The Initial Impact and Terror of the Bondi Attack Is Giving Way to Rage and Division. We Must Look For the Light.
As Australia settles into for a traditional Christmas holiday during languorous days of beach and scorching heat accompanied by the background of sporting matches and insect sounds, this year the country’s summer atmosphere feels, unfortunately, like no other.
It would be a significant oversimplification to characterize the national temperament after the antisemitic terrorist attack on Australian Jews during the beachside Hanukah celebrations as one of simple discontent.
Throughout the country, but nowhere more so than in Sydney – the most iconically beautiful of the nation's urban centers – a tenor of initial surprise, sorrow and terror is segueing to anger and bitter division.
Those who had previously missed the often voiced fears of Australian Jews are now acutely aware. Just as, they are attuned to balancing the need for a much more immediate, energetic official crackdown against antisemitism with the freedom to demonstrate against genocide.
If ever there was a time for a national listening, it is now, when our faith in humanity is so sorely depleted. This is particularly so for those of us fortunate enough never to have experienced the animosity and dread of faith-based persecution on this continent or elsewhere.
And yet the social media feeds keep churning out at us the banal instant opinions of those with blistering, divisive stances but no sense at all of that terrifying fragility.

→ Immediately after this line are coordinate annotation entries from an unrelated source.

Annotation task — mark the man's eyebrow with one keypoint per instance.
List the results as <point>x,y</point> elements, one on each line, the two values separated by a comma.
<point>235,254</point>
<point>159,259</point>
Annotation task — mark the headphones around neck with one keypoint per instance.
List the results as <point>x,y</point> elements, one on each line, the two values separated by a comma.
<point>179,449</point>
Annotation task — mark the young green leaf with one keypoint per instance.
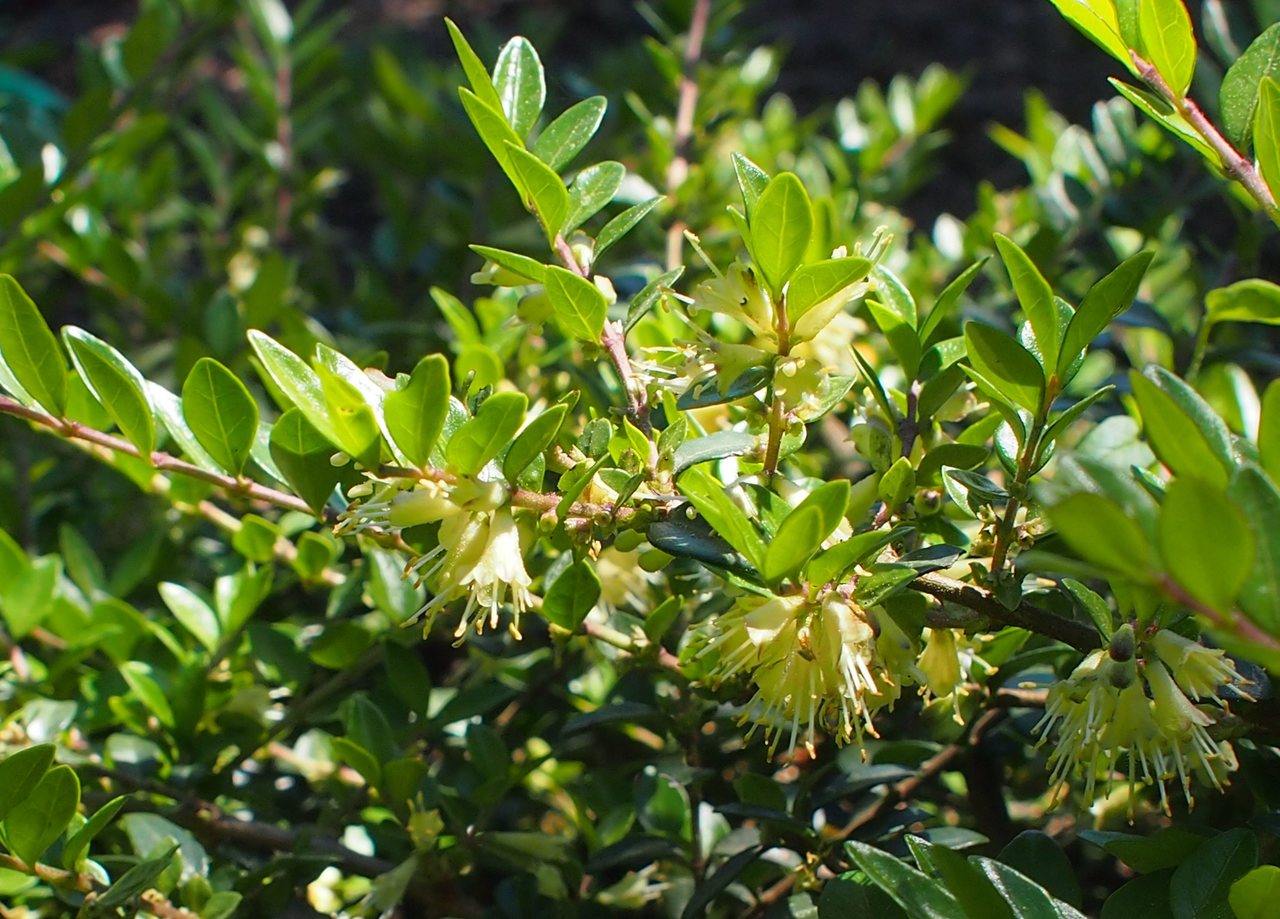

This is a period when I lament not having a greater spiritual belief. I mourn, because having faith in people – in mankind’s potential for compassion – has let us down so painfully. Something else, a greater power, is needed.
And yet from the atrocity of Bondi we have seen such extreme examples of human goodness. The courageous acts of ordinary people. The bravery of those present. Emergency personnel – police officers and medical staff, those who ran towards the gunfire to help others, some publicly hailed but for the most part unnamed and unsung.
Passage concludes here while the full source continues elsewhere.